Alistair had assumed his friend was exaggerating. Now, as he closed the refrigerator door, he wondered if Simon had been telling the truth. If so, he understood the appeal. This was the sort of community that he was meant to return to. A home. Something he hadn’t allowed himself to consider since the death of his child.
Foolish, he knew. Depriving himself wouldn’t return her. His baby girl was lost forever. Time had healed the raw edges of his wound, but it would always be with him.
The back door opened and a pretty, petite redhead walked into the kitchen.
“Hi. I know it’s early, but I saw the lights on and—” The woman stared at him, blinking. “You’re not Paige.”
“I am not.”
“Eek.” She took a step back. “You’re the sick British guy, right? Because if you were a strangler or a thief, you wouldn’t have stopped for coffee. At least, I hope you wouldn’t.”
“If by sick you mean ill, then that is me.” He held out his hand. “Alistair Woodbury.”

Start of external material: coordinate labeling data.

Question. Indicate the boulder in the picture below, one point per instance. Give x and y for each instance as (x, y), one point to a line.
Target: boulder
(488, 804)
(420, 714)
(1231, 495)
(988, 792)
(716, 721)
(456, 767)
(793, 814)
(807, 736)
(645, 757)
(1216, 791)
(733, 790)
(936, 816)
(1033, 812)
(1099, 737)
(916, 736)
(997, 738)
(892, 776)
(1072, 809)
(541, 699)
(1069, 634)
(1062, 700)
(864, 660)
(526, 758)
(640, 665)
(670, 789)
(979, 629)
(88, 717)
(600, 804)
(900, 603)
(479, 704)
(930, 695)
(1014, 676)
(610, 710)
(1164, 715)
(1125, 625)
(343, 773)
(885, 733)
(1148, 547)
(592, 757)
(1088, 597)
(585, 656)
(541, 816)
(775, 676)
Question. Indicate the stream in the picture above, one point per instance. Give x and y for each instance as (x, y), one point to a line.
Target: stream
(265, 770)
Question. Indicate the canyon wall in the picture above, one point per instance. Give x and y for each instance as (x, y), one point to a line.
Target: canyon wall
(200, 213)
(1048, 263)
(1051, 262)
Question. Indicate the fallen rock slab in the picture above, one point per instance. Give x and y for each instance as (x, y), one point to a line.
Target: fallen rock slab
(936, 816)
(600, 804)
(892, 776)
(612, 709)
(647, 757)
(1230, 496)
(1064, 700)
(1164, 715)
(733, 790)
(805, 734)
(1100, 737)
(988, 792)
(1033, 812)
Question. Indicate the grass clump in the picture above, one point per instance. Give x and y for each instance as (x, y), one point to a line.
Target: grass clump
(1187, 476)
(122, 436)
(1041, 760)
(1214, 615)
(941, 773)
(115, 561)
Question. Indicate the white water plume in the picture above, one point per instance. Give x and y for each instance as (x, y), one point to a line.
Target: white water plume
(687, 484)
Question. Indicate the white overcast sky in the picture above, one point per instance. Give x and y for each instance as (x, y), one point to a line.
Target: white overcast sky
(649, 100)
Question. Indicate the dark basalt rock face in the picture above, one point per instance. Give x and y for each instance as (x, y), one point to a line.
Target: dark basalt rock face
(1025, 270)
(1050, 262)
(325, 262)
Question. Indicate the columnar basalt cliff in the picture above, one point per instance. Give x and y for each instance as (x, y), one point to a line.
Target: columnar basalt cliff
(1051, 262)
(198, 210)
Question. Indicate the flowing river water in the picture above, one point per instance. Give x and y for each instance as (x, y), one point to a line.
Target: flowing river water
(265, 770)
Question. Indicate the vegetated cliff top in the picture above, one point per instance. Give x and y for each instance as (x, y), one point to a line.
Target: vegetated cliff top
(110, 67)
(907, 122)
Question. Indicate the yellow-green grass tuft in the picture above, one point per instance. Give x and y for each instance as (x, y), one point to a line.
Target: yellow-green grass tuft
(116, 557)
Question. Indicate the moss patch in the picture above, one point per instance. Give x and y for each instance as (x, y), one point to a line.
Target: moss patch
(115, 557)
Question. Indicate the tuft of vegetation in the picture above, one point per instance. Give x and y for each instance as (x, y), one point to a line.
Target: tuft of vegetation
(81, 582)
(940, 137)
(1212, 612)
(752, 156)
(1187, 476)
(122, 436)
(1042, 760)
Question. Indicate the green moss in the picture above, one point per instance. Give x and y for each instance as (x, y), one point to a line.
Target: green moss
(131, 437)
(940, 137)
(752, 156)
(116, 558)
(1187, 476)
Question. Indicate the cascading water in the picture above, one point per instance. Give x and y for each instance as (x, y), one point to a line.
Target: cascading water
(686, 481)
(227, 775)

She hesitated, then shook his hand. “Annabelle Weiss. I’m a friend of Paige’s.” She held out a couple of books. “Paige called me yesterday and said you were feeling better. She asked me to bring by a couple of books for you to read.” She shrugged. “Paige said you were at that awkward stage. Healed enough to get bored, but not so filled with energy that you could do much of anything.”
An unexpected kindness, he thought. Not only Paige for asking but her friend for being so obliging. “Thank you so much for taking the time to drop these off.”
“You’re welcome. One is a history of the area. It’s interesting.” She smiled. “I have a minor in Maá-zib studies, so I’m biased. They’re the women who first settled here. A matriarchal society. Very powerful. Fool’s Gold is still matriarchal, just so you know.”
“You’re saying I should watch myself?”
“I will make sure these books are returned to you.”
Annabelle shook her head. “Not to me. To the library. I work there.”
She was shapely with eyes that teased and a very attractive smile. “You don’t look like the librarians I remember,” he told her.
“We’ve changed. There was a whole press release issued about it, but we didn’t get much media coverage.”
He stared at her. “You’re teasing me.”
“Just a little.”
Paige teased him. He had to say the women in this town were intriguing. Although his interest in Annabelle was merely academic, while his interest in Paige was designed to get him into trouble.
Annabelle glanced at her watch. “I need to get going. I’m meeting my friends for breakfast. Heidi gets up before God to milk her goats and Charlie likes to eat before going to the gym.” Annabelle wrinkled her nose. “She works out every day. What’s up with that?”
“People are odd creatures.”
“You got that right. Okay. It was nice to meet you.”
With that, Annabelle turned and left.
Alistair carried the books to the table and sat down. The first was a novel—a thriller by an author he enjoyed. The second book was, as promised, a history of the area, with an emphasis on the Maá-zib tribe. He leaned back and started to read.
Some time later, he heard footsteps on the stairs. Paige walked into the kitchen.
He would guess she hadn’t been awake long. Her skin was still flushed from sleep and her eyes were slightly unfocused. With her long blond hair hanging down loose and her feet bare, she’d shifted from healing angel to sexy temptress.
Her jeans and T-shirt shouldn’t have been appealing, yet he found himself mesmerized by the way the denim cupped her curves and the soft, worn T-shirt was tight across her chest.
“Morning,” she said, sounding sleepy. “Sorry. I’m not a morning person. Give me a cup of coffee and fifteen minutes and I’ll be human.”